DSL Operator – A different approach to DSLs

As I mentioned in the thread on reviving PEP 335, I’ve been thinking about alternative ways of facilitating DSLs in Python that don’t involve overriding operators.

The basic idea is to have a way of marking an expression to be evaluated in a completely customisable way.

Suppose we could write something like this:

import my_whizzy_computer_algebra_system as cas

my_expr = cas$(x**2 + 3*x - 5)

This would get translated into the equivalent of

quad = cas.sub(cas.add(cas.pow(cas.name("x"), cas.int(2)),
  cas.mul(cas.int(3), cas.name("x"))), cas.int(5))

The cas object can then define these functions to do whatever it wants – build a parse tree, evaluate them in a special way, etc.

What think ye all?

5 Likes

What exactly would a custom expression evaluator look like? I’m guessing a function with access to the local variables but then what?

def cas(expression, namespace):
    # What is `expression`? A string? Some AST-like thing?
    # What would go here?
1 Like

One feature that I think would be essential convenience is automatic variable value pick-up. Such that variables are not passed in as cas.name("x"), but rather cas.value(x), where x is loaded in a standard manner.


I think there needs to be a way to do both: “Named Atom” and “Value Atom”.

A wrapper class actually overriding operators. So that any non-builtin algebra logics is covered.
The $(...) bracket should ensure no modification out of its scope.
(And should maybe be ${} or $[] to not be confusing with the conventional () logics.)

Translates to
my_expr = cas.out(cas.in(x)**2 + 3*cas.in(x) - 5)
Am I right ? In other way you have to manage the operators precedence within your class, otherwise you create some brain hell.

EDIT : I’m mistaken, the idea is to defer the set of instructions, ordered by python precedence, to some external module I guess.

This boils doen to a macro language while the given example seems no more powerful than what something like the sqlalchemy expression language can already do without macros

@cas
def myexpr(x,y):
  return x ** 2 + y * 3 - 5
# or
myexpr =  cas.x ** 2 + cas.y * 3 - 5


3 Likes

These approaches are already used e.g. jax uses the former and sympy uses approaches more like the latter. One thing that cannot be done this way is to intercept builtin operations e.g.:

In [1]: import sympy.abc as cas

In [2]: expr = cas.x**2 + cas.y**2 - 1/3

In [3]: expr
Out[3]: 
 2    2                    
x  + y  - 0.333333333333333

It would be nice to be able to control the division e.g. to preserve the exact fraction 1/3 rather than have it evaluate to a float. SageMath uses a “pre-parser” for this sort of thing.

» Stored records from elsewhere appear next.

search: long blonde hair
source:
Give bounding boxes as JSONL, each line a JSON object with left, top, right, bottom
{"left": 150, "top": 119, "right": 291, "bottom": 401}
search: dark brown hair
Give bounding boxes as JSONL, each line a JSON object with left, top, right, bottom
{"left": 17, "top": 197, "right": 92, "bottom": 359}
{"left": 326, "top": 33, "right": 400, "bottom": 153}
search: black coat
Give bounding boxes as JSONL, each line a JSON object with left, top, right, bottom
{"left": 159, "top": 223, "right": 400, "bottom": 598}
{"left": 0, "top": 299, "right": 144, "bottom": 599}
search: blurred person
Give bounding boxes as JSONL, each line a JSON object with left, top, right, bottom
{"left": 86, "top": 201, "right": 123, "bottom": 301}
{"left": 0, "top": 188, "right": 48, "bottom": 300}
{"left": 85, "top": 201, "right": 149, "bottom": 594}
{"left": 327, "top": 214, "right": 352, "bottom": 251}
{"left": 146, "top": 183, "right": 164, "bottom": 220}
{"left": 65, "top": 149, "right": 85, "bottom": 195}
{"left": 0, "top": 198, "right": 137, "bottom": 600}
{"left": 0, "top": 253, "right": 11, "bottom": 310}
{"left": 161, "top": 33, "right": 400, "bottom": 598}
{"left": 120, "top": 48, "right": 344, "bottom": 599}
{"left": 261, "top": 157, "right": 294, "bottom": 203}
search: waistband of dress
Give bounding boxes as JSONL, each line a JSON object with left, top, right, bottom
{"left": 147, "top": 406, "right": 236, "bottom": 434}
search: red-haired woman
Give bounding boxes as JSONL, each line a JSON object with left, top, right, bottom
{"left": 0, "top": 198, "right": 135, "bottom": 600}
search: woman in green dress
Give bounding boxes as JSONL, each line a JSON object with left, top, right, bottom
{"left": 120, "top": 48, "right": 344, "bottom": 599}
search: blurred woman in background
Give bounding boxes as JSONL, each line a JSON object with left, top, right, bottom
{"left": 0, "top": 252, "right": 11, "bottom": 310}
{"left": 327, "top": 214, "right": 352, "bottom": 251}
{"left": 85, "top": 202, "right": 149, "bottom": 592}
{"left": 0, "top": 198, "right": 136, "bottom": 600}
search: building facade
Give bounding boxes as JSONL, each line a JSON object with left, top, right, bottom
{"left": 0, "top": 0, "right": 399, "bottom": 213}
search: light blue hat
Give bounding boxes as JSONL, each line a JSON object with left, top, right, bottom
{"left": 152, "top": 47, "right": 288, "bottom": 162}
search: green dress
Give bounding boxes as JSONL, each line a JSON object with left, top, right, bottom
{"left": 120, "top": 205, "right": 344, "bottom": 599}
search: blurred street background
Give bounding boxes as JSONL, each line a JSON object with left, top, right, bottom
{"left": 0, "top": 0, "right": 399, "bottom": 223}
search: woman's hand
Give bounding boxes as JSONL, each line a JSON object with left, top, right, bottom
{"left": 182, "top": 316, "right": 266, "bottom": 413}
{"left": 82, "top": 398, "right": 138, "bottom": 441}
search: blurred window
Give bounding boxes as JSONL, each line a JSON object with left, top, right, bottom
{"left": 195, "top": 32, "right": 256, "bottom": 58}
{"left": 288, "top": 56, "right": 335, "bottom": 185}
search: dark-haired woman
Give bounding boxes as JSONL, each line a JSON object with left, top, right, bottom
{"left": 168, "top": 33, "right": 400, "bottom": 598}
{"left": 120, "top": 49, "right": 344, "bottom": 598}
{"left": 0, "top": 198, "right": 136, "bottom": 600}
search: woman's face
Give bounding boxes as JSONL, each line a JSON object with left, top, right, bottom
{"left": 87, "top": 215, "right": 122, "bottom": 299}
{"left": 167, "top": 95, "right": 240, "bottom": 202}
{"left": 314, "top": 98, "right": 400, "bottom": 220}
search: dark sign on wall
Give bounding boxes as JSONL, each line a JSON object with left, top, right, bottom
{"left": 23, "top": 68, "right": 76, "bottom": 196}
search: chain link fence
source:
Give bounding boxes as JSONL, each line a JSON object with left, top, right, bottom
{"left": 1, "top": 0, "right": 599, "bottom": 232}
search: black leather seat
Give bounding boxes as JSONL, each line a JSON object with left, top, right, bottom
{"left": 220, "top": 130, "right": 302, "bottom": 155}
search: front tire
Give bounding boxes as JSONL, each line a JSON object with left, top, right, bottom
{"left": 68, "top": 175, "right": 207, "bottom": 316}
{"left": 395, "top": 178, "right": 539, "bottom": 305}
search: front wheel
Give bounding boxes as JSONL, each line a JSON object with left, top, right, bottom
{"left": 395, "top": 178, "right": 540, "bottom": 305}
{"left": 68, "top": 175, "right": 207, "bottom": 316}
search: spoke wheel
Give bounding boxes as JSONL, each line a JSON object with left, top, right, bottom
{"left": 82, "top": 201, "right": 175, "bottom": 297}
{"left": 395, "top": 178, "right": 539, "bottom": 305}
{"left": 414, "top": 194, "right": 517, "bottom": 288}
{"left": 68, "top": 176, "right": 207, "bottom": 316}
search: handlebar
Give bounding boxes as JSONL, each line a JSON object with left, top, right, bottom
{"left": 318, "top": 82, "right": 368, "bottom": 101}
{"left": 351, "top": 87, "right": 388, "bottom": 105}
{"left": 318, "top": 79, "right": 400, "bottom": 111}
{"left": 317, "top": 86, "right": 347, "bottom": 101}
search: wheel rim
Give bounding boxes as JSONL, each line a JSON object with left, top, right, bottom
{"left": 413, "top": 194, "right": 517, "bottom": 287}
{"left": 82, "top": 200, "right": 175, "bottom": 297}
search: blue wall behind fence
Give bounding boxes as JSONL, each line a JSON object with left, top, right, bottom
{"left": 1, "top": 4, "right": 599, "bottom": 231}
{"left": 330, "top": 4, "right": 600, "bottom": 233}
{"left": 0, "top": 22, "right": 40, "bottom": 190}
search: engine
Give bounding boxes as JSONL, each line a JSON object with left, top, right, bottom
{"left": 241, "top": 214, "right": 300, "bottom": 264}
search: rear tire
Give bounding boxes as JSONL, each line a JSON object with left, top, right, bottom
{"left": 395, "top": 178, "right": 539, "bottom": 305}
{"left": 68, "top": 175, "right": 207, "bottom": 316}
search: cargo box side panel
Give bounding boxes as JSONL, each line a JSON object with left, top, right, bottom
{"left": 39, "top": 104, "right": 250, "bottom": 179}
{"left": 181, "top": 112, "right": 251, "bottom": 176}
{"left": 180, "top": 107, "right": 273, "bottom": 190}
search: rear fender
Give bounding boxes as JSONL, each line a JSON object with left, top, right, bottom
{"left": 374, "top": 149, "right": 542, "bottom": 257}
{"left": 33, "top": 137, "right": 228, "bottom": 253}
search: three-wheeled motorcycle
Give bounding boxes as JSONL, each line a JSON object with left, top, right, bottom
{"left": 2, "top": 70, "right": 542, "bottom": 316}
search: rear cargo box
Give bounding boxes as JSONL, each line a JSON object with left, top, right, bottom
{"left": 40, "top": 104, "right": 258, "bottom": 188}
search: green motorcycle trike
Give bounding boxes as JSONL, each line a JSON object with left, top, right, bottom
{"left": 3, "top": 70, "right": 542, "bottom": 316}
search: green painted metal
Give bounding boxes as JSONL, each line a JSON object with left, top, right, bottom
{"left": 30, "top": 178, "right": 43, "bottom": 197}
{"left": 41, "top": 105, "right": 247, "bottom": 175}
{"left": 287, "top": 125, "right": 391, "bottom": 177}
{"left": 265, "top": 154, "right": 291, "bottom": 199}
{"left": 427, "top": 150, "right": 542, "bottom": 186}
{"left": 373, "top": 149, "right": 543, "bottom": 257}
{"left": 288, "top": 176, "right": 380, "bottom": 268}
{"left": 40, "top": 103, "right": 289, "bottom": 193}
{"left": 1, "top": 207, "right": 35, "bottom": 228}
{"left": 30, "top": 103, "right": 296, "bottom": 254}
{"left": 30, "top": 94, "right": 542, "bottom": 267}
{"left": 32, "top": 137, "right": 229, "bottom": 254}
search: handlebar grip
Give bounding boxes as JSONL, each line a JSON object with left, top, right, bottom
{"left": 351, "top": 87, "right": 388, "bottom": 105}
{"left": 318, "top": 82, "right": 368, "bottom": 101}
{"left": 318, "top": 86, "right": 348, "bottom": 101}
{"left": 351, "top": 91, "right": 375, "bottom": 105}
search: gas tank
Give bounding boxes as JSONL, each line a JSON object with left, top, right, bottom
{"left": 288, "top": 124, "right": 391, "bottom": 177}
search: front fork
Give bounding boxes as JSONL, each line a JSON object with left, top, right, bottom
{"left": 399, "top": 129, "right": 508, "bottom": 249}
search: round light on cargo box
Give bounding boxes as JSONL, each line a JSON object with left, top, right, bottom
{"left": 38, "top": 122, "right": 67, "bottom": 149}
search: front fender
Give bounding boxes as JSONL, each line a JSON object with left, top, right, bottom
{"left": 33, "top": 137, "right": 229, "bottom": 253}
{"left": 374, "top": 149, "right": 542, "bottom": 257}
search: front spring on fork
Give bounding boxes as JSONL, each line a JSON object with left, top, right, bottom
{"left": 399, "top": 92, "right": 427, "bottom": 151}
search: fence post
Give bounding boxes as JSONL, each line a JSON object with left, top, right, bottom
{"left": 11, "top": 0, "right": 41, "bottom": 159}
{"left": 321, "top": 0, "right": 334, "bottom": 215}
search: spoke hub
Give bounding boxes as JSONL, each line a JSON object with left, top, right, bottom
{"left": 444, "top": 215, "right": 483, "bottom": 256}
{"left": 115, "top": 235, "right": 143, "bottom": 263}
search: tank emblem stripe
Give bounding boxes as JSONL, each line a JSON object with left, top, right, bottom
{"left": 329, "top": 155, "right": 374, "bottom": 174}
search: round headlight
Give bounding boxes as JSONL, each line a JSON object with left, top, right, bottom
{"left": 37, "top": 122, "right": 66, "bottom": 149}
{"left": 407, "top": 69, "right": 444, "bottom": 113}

Greg’s suggestion would mean that:

expr = cas$(x**2 + 3*x - 1/3)

would become

expr = cas.sub(cas.add(
  cas.pow(cas.name("x"), cas.int(2)),
  cas.mul(cas.int(3), cas.name("x"))),
  cas.truediv(cas.int(1), cas.int(3)))

Then cas.truediv can control how to evaluate 1/3. Similarly it could intercept something like 100**100**100.

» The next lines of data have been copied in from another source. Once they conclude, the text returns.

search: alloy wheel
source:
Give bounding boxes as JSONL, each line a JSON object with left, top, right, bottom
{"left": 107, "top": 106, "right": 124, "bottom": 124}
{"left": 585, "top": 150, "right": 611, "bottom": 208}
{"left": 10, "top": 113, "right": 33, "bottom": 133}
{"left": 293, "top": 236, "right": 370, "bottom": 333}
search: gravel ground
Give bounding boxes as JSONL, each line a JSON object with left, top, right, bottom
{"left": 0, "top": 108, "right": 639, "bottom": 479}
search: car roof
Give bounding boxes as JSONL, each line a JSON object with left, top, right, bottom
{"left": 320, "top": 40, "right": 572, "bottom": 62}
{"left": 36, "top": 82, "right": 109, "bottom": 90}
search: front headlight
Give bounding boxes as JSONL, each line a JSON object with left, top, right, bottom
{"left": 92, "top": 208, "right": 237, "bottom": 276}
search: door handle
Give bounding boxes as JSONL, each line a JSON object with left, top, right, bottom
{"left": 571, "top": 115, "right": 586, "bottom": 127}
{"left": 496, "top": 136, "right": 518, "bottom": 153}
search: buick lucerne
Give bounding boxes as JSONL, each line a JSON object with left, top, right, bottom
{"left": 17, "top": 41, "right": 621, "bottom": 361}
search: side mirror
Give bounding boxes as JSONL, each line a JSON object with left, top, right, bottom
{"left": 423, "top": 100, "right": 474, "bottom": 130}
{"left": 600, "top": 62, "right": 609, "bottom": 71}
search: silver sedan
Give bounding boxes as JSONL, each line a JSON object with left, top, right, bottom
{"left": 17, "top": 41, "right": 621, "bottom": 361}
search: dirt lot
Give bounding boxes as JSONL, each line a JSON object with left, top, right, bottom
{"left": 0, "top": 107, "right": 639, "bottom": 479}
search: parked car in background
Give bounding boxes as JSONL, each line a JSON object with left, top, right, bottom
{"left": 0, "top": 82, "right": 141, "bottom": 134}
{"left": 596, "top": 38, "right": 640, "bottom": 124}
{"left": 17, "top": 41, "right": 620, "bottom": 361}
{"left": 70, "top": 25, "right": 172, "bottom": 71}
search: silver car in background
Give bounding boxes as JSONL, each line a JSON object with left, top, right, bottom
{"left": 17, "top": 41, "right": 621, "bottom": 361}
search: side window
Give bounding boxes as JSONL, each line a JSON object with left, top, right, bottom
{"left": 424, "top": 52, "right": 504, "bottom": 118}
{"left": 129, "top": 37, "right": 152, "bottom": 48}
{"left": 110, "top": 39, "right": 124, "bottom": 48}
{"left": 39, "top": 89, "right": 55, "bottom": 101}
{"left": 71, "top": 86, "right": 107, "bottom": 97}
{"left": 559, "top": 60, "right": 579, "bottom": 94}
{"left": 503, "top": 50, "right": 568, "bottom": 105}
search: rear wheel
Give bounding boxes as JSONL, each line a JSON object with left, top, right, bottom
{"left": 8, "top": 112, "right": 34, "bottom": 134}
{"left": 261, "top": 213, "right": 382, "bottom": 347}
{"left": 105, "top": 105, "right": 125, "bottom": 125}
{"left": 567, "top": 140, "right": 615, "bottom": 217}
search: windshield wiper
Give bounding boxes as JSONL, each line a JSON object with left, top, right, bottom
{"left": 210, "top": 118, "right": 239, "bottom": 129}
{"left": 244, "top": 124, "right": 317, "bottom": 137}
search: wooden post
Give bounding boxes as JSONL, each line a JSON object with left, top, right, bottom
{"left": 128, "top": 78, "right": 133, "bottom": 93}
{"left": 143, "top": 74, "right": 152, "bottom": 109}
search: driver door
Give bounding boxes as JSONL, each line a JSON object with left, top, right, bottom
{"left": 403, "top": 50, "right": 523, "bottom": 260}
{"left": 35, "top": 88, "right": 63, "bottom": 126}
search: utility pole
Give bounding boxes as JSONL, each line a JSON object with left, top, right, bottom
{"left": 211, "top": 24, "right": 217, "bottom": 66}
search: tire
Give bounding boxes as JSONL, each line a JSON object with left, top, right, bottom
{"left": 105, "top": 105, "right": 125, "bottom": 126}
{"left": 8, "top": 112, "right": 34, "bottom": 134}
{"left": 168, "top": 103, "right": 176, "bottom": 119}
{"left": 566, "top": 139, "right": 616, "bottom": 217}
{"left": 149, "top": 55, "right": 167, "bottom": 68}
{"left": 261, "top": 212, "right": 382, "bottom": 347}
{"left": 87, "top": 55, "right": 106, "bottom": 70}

Another example is if want to have things like if e.g.:

expr = cas$(x if y > x else y)

There is currently no way to avoid eager evaluation with something like that because the expression y > x cannot remain symbolically unevaluated e.g. with sympy:

In [7]: x if x > y else y
...
TypeError: cannot determine truth value of Relational: x > y

Similar problems of eager evaluation arise with operators like and and or and builtin functions like max.

Some applications like numba.jit use ast-manipulation to avoid the eager evaluation problems but ast-manipulation is fragile. A macro-based approach as suggested by Greg can provide a more robust and ergonomic version of ast-manipulation where you can build your own tree rather than needing to use the unstable trees produced by the ast module. You would need more than just inline expressions for it to be usable by the likes of numba but the suggestion as it stands would work for e.g. numexpr.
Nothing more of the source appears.